(Dieci grandi anime) - Antonia Pozzi (4.)
Allo
stesso modo di queste cose sorelle,
anche Antonia diventa un cero sui fiori d’autunno. La sua vita, brevemente
consumata, si rende eterna in un sacrificio di luce.
Fa
parte di questa disperazione mortale anche la crudele oppressione che si
esercita sulle nostre giovinezze sfiorite, scrive Antonia nel suo biglietto di addio. (8)
E’ probabile che l’essere vissuta in un periodo
così estremo, nel pieno di rivolgimenti drammatici, abbia giocato un ruolo
nella sua decisione finale. Ma, nel
mistero di una fine violenta e prematura – che la accomuna a molte poetesse e
poeti del novecento, Ingeborg Bachmann, Sylvia Plath, Virginia Woolf, Marina
Cvetaeva, e poi Paul Celan, Cesare Pavese, Carlo Michelstaedter – c’è, in
Antonia, nella sua intera opera poetica e ancora di più nella sua sofferta
esistenza, un soffio di consapevolezza sacra.
Un sacro
– anche qui – che è difficile restringere nei rigidi recinti della liturgia e
della confessione ortodossa. La
Pozzi infatti non fu mai religiosa praticante, anche se così
tante pagine della sua poesia, delle
lettere, e del Diario (9) sono percorse da un febbrile senso e da un altrettanto
inquieto bisogno del divino.
Con Antonio Maria Cervi – fervente
cattolico – sarà proprio questo uno dei punti di attrito e di sofferto
fraintendimento.
Tu,
tu che mi dici che io non ho niente di sacro… - scrive Antonia a Cervi il
1. marzo del 1932 – oh, è atroce, è
atroce che tu mi dica così, perché vuol dire che dove io tengo le mie cose più
sacre tu non sei mai, mai penetrato e non hai nemmeno veduto che per me è sacro
tutto quello che è sacro per te. (10)
Per Antonia, questo punto a quanto pare non
riesce a capirlo nessuno di coloro che le sono vicini, è difficile –
sperimentando le difficoltà di una vita sovrasensibile
e mancante di risposte adeguate – ritrovare quel Dio semplice nel quale, “da
bambina, aveva insegnato a credere ai piccoli montanari, che scendevano a
Pasturo per frequentarvi la scuola, e sul quale era solita intrattenere per ore
la Sandra , la
sua compagna di giochi, dopo averla aiutata a fare i compiti di scuola, per
dare il tempo a lei, di condizioni non
agiate, di badare ai fratellini”. (11)
Dio può essere abitato e vissuto
pienamente soltanto a prezzo di una
vita vera, vissuta. E Antonia, non
riesce a viverla pienamente. Il suicidio
che mette in scena è un vuoto pieno di vita, è una vita pienamente raggiunta –
per le possibilità che può offrire – e pienamente, dolorosamente abbandonata.

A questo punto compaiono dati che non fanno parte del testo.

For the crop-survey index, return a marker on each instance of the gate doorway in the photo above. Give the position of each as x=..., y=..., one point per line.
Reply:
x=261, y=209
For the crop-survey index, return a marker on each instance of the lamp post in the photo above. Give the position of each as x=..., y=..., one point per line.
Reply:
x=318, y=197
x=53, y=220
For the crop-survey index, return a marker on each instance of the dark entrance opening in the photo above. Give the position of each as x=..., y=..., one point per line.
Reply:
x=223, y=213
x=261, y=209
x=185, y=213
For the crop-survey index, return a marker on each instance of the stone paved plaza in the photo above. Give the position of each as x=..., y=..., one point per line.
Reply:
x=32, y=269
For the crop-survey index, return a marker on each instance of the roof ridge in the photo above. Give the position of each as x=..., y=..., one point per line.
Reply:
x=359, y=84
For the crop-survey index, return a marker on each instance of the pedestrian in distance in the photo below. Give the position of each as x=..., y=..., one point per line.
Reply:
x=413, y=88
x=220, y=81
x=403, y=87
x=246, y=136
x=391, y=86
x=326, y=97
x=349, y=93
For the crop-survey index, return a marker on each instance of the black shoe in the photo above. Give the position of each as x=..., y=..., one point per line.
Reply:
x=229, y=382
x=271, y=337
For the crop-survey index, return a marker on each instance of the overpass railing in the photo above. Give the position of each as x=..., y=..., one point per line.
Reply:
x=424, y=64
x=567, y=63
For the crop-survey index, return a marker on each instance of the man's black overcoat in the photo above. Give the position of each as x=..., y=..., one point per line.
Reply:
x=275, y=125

Ma in una prospettiva intima, segreta, di
speranza.
Soltanto un anno prima di morire, il 13 maggio del 1937, e di trasmettere – del tutto inedito – il suo
grande lascito poetico che oggi appare più vitale e più ispirato che mai, scriveva una poesia intitolata Amor fati che appare, in appena otto versi, una specie di summa del suo sofferto percorso spirituale :
Quando
dal mio buio traboccherai
di
schianto
in una cascata
di sangue –
navigherò con una rossa vela
per orridi silenzi
ai cratèri
della luce promessa. (12)
Fabrizio Falconi © - proprietà riservata/riproduzione vietata.
8.
Il cosiddetto Testamento, ovvero il biglietto d’addio di Antonia, contenuto nella
borsetta che aveva il giorno del suicidio, è pubblicato in Antonia Pozzi, L’età delle parole è finita, op. cit.
pag. 112.
9.
I Diari
di Antonia Pozzi sono pubblicati in Italia da Scheiwiller, Milano 1988.
10.
Antonia
Pozzi, L’età delle parole è finita,
op. cit. pag. 47.
11.
Così
Onorina Dino in Le lettere di Antonia
Pozzi, in L’età delle Parole è
finita, op. cit. pag. 125.
12.
Antonia Pozzi, Parole, op. cit. pag. 293.